N.A. : Avec ce sacre, peut-on parler du début de l’existence du cinéma tchadien ?
M.S.H.
: (Rire). Je ne sais pas si on peut parler de l’existence d’un cinéma tchadien. Vous savez que même parler d’un cinéma africain, c’est très compliqué. Je suis un peu l’arbre qui cache la forêt. Il faudrait des techniciens tchadiens, des financements tchadiens, un circuit de diffusion de nos films.
N.A. : Mais il y a quand même une identité…
M.S.H.
: Absolument. Mais un cinéma n’est pas porté par une personne, il est porté par tout un pays.
Ngarsadjim Ngamnadji : Quel état des lieux dresseriez-vous ?
M.S.H.
: Edouard Sailly a fait des choses dans les années 60. Mais je n’ai pas eu l’opportunité ni la chance de voir ses films. Les choses n’existent que parce que vous les avez vues… Sinon, il y a Issa Serge Coelo, Zara Mahamat Yacoub qui a fait des documentaires remarquables, et Bénélim, qui a fait de films assez remarquables. Nous ne sommes pas très nombreux, en dehors de la production télévisuelle où on se moque des accents des uns et des autres…
N.N. : Vous avez appelé cela de la rigolade locale, alors vous réitérez cela ?
M.S.H.
: Absolument oui. C’est bien que cela existe parce que les Tchadiens ont envie de le voir. Mais les Tchadiens ont besoin aussi d’avoir par exemple une équipe de football qui, un jour, puisse gagner la Coupe d’Afrique des Nations. En cinéma, il faut aussi rêver de conquérir le monde.

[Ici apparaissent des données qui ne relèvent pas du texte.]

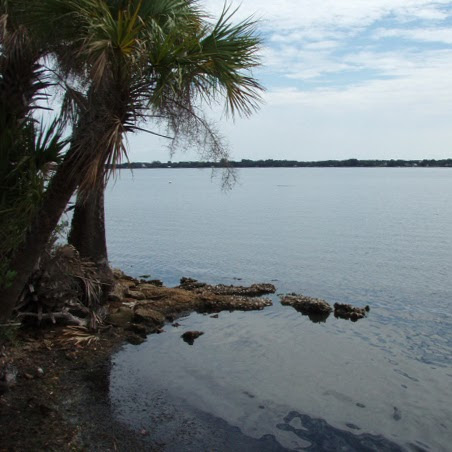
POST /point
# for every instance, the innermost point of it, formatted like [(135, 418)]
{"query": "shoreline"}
[(58, 397)]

Nara Antoloum : Vous êtes journaliste de formation mais aujourd’hui vous excellez dans le domaine du cinéma. Pourquoi ce revirement ?
M.S.H.
: Non ce n’est pas un revirement. En réalité j’ai fait d’abord des études de cinéma mais je n’arrivais pas à monter des projets. Je me suis demandé comment faire pour ne pas, en France, faire un travail subalterne du genre serveur dans un bar ou gardien de nuit. Ce que la plupart des étudiants font. Comme j’écrivais pas mal de nouvelles, je me suis dit que je pouvais peut-être vivre de ma plume et j’ai passé le concours de l’école de journalisme de Bordeaux où j’ai été reçu. J’ai travaillé pendant quelques années tout en continuant à écrire des scénarios. Et un jour, quand j’ai eu un premier financement pour mon premier court métrage, j’ai démissionné et je suis reparti vers mes premiers amours. Le journalisme a été alimentaire pour moi.

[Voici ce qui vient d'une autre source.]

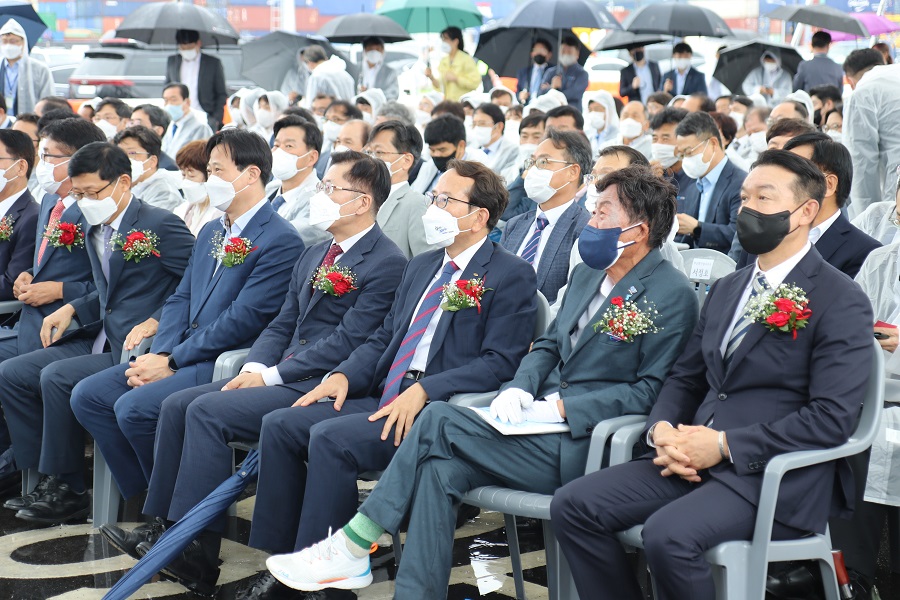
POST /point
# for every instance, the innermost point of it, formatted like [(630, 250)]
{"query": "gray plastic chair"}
[(740, 567)]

Ngarsadjim Ngamnadji : Ce qui signifie que ceux qui sont dans le journalisme galèrent alors ?
M.S.H.
: (Riant) Non, non. Non, pas du tout. Non. J’ai beaucoup de respect pour les journalistes.

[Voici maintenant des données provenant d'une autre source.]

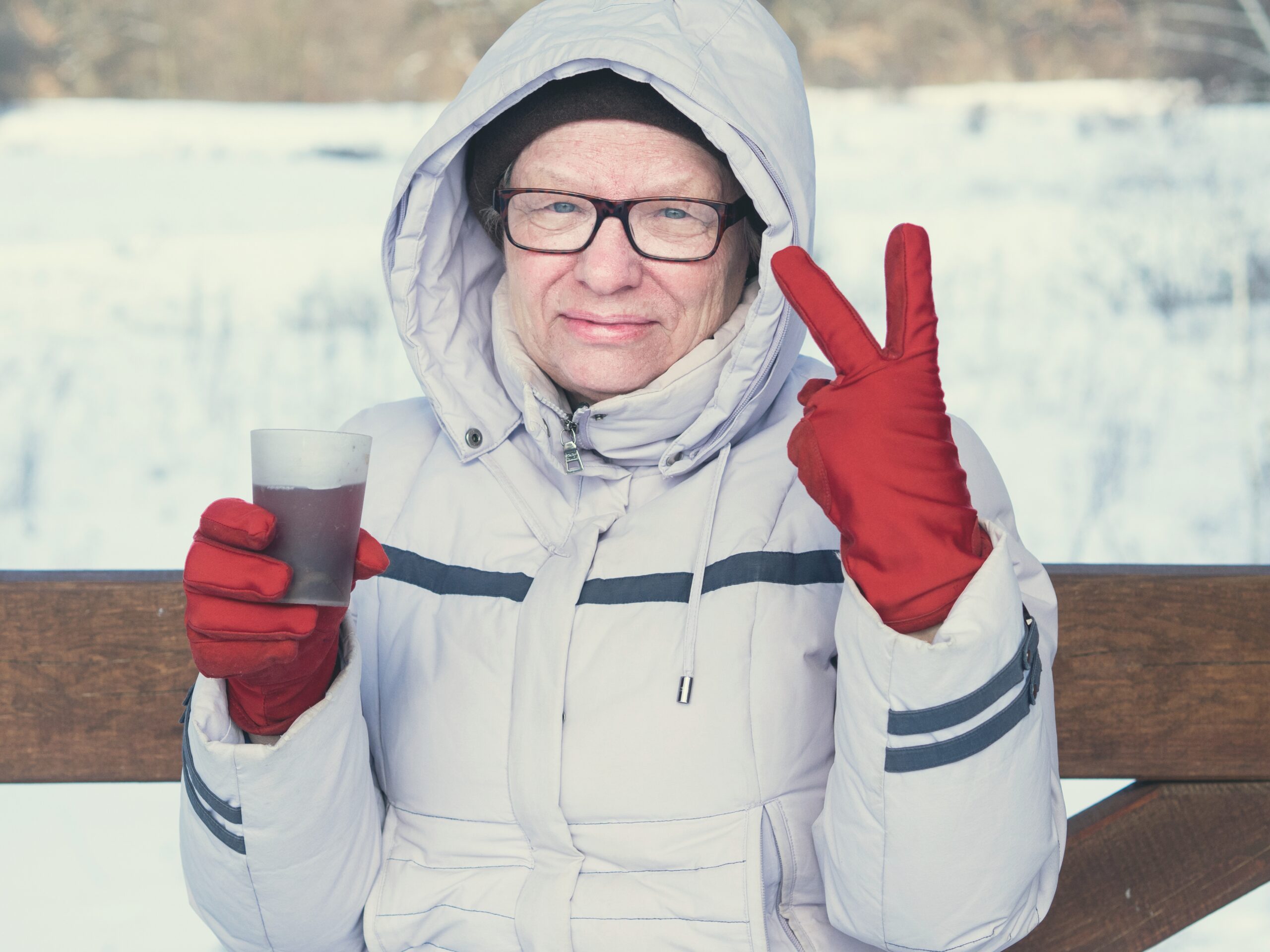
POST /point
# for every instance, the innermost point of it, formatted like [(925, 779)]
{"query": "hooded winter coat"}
[(504, 762)]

Nara Antoloum : Vos films évoquent dans leur contenu les souffrances, les malheurs des Tchadiens. Ils présentent une image pas du tout gaie de notre pays. Pensez-vous que c’est cela qui a poussé le jury à vous décerner ces prix ou bien leur qualité technique ?
M.S.H.
: Non, il n’y a pas de misérabilisme. Je vous laisse cette possibilité d’accuser l’Europe d’aimer voir la souffrance des Africains. Mais Daratt a été primé au Fespaco… Mais vous me posez une question qui ne me revient pas : elle est plutôt destinée au jury. Je peux vous dire que ce que j’ai mis dans le film, de l’amour, de la dignité. Je filme tous les Tchadiens avec beaucoup de dignité comme ils sont pour la plupart dans la vie et j’ai fait ce film avec une grande exigence et une grammaire qui est assez orthodoxe tout en essayant de l’abâtardir par moments, en lui apportant une forme un peu humaine. Donc j’espère que ce n’est pas parce que ça parle de souffrance que ces films sont primés.
Ngarsadjim Ngamnadji : Il y a une constance dans vos films : vous parlez soit de la guerre soit de la relation père-fils. Pourquoi ?
M.S.H.
: Vous savez, c’est le propre des auteurs d’avoir une thématique. Il y a même ceux qui disent qu’ils font toujours la même œuvre, à chaque fois sous un autre angle. Mes trois derniers films forment une trilogie : Abouna, Daratt et Un homme qui crie. Je vais maintenant passer à autre chose avec African fiasco qui est un thriller qui se passe entre Paris, Maputo et Dakar.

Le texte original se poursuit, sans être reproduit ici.